The Devil Gets His Due (The Devils #4)(88)



He winces. “Or we could, you know, just call her by her actual name.”

“I nearly died, Graham.”

“Daisy it is, then,” he replies.

Her tiny moving mouth slows, then stops.

“She’s sound asleep already,” I whisper. “She got that from you.”

He lowers the side of the bed and sits beside me. I place her in his arms and he swallows hard as he takes her in, his eyes bright once more.

“Hello, Daisy,” he whispers. Her tiny hand wraps tight around his pinky and I rest my head against his arm. There’s no one alive I trust more. I’m so glad she’ll have him to lean on.

I’m so glad we both will.





Our daughter remains in the hospital for four days, and after pulling some strings, we’re allowed to stay with her. Just before she’s released, Graham goes to install the car seat in the back of the Volvo. Daisy’s asleep in the nursery, so I roam the halls, catching up with people.

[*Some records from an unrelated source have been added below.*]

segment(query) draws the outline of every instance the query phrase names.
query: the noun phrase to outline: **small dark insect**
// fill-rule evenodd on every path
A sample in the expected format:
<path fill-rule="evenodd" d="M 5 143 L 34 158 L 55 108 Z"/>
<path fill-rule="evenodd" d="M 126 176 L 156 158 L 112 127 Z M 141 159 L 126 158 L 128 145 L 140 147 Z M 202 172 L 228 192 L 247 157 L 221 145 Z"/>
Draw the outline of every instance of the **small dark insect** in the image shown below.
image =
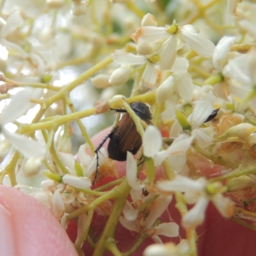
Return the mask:
<path fill-rule="evenodd" d="M 218 111 L 220 110 L 220 108 L 217 108 L 214 109 L 212 113 L 208 116 L 207 119 L 206 119 L 205 121 L 204 122 L 204 123 L 207 123 L 207 122 L 209 122 L 212 120 L 218 114 Z"/>
<path fill-rule="evenodd" d="M 134 113 L 147 124 L 151 123 L 151 113 L 148 107 L 143 102 L 131 103 L 130 106 Z M 95 150 L 97 154 L 97 170 L 93 184 L 97 178 L 99 168 L 99 150 L 108 138 L 109 142 L 108 146 L 108 157 L 119 161 L 126 161 L 127 151 L 132 154 L 137 153 L 142 144 L 141 137 L 137 132 L 134 122 L 125 109 L 112 109 L 116 112 L 125 113 L 116 127 L 108 134 Z"/>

Dr. Patel is not supposed to be one of them.

“Do you have a minute?” he asks.

“Do you have another case of Mycobacterium marinum you want me to diagnose?” I ask with a small laugh.

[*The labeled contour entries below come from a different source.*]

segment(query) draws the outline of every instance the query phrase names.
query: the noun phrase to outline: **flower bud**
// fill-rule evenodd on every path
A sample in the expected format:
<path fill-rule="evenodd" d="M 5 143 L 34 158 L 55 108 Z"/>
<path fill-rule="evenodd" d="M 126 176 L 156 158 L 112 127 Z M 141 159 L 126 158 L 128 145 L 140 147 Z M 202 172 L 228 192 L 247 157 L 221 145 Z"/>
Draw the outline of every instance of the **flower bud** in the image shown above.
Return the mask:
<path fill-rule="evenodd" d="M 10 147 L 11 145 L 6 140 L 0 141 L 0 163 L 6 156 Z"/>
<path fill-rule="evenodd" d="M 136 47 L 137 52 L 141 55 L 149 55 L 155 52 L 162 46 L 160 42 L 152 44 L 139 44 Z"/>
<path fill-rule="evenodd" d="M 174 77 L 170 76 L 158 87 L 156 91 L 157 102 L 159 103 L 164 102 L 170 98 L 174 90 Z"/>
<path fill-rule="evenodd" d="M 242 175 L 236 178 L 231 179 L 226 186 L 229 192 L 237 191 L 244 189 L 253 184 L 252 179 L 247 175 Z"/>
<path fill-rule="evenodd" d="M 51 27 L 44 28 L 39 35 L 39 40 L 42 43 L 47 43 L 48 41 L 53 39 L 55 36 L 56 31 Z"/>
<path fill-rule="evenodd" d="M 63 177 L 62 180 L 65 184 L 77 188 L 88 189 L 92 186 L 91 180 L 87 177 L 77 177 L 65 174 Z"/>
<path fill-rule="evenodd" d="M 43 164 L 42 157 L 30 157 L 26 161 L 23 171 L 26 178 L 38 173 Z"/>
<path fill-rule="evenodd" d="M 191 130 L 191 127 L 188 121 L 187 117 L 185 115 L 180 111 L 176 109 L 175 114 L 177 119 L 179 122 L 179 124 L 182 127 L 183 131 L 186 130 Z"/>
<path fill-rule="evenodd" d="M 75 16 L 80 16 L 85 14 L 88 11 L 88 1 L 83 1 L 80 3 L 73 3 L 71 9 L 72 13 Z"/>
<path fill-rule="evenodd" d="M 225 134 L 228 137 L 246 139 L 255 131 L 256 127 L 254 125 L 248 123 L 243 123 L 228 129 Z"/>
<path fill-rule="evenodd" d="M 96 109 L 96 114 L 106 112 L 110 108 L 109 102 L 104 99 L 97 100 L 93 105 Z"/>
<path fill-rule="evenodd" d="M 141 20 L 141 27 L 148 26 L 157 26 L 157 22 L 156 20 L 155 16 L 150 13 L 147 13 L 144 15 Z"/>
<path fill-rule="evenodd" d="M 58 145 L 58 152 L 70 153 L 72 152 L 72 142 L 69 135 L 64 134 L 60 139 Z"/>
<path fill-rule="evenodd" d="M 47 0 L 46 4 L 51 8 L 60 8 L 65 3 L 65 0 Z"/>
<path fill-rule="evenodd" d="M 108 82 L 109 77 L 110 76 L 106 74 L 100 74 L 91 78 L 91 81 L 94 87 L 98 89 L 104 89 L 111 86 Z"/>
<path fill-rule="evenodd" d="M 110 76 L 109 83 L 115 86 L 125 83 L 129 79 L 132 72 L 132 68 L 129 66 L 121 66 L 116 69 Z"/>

He smiles. “Still resentful over that, I see. Come along. I need coffee.”

I guess I can hear him out. I’ve been realizing this week how much I missed a lot of things about working in the hospital.

“I saw your segment on Mindy and Mills,” he says as he pours coffee into his cup.

“I don’t suppose you’re going to tell me I was amazing.”

He raises a brow. “You did actually attend medical school. It would be sad if you couldn’t do those things.”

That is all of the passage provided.